O GSI, juntamente com o coronel, alega que essa avaliação é parte do planejamento de segurança para o potencial presidente eleito e leva em consideração as estimativas de vitória conforme indicadas pelas pesquisas eleitorais.
O documento foi compartilhado internamente em 29 de setembro do ano passado, apenas três dias antes da primeira fase do processo eleitoral. O remetente do e-mail foi o coronel Artur Santos, que hoje ocupa o cargo de coordenador-geral da Secretaria de Segurança Presidencial.
Esse dossiê compila diversos relatórios produzidos pelo próprio GSI entre 2003 e 2008, período em que Lula exercia seus dois primeiros mandatos como presidente. Inclui um organograma contendo imagens do líder do PT, da então primeira-dama Marisa Letícia e dos filhos, noras, genros e netos do casal.
O material também contém orientações para a segurança dos familiares de Lula, abrangendo desde abordagens de desconhecidos nas ruas até a escolta da família presidencial em lojas, restaurantes, cinemas, shows, praias e piscinas.
Informações sobre endereços, cônjuges, namoradas, veículos e hábitos dos filhos de Lula, como Lurian, Fábio Luís, Luís Cláudio, Marcos Cláudio e Sandro Luís, também fazem parte do dossiê. A maior parte dos dados é datada e não foi atualizada. Um exemplo é a menção a uma lan house frequentada por Luís Cláudio na época.
Alguns relatórios apresentam as impressões dos agentes do GSI sobre os herdeiros de Lula e a então primeira-dama. Um documento de 2003 afirma: “É a voz mais ativa dos filhos, ‘manda’ nos irmãos”, referindo-se a Fábio Luís. Sobre Marcos e sua então namorada, um relatório do mesmo ano destaca que “são fumantes e têm o hábito de dirigir com o braço esquerdo para fora da janela, frequentando o Mc Donald’s com certa regularidade”.
Além disso, o GSI, durante a gestão bolsonarista, também acessou informações elaboradas pela gestão anterior sobre Marisa Letícia, falecida em 2017. Um dos relatórios lista os lugares que a então primeira-dama costumava frequentar em Brasília, como shoppings, igrejas, cafeterias e até mesmo um estabelecimento que servia crepes de chocolate.
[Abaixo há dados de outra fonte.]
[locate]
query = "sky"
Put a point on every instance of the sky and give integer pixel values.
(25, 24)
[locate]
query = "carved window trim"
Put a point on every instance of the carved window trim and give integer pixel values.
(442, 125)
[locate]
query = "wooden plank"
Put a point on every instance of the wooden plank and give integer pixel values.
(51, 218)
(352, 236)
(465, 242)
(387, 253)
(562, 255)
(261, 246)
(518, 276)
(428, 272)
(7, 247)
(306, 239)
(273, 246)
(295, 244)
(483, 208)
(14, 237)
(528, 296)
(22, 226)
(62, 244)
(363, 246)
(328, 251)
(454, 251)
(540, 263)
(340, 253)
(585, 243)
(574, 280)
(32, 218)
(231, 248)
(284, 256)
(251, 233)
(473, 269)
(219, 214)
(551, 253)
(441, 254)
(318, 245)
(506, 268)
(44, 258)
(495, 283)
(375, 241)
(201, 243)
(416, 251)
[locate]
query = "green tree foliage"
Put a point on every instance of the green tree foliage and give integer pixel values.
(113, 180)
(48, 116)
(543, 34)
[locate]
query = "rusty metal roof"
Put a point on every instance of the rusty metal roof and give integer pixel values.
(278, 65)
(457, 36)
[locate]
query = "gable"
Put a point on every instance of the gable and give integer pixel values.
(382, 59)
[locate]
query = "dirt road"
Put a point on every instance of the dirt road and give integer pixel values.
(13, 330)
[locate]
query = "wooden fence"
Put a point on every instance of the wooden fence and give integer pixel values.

O GSI, no entanto, defende que essas ações estão em conformidade com suas responsabilidades legais. “O planejamento de meios (viaturas, pessoal, equipamento, armamento, instalação de escritórios de representação, dentre outros) é necessário para garantir a segurança do novo presidente e de seus familiares a partir de 1º de janeiro”, ressalta.
“Em setembro de 2022, o presidente Lula despontava como um dos candidatos favoritos para vencer o pleito. Nesse sentido, o GSI trabalhou com a possibilidade de sua eleição, levantando antecipadamente os dados necessários para garantir a sua segurança e a de seus familiares”.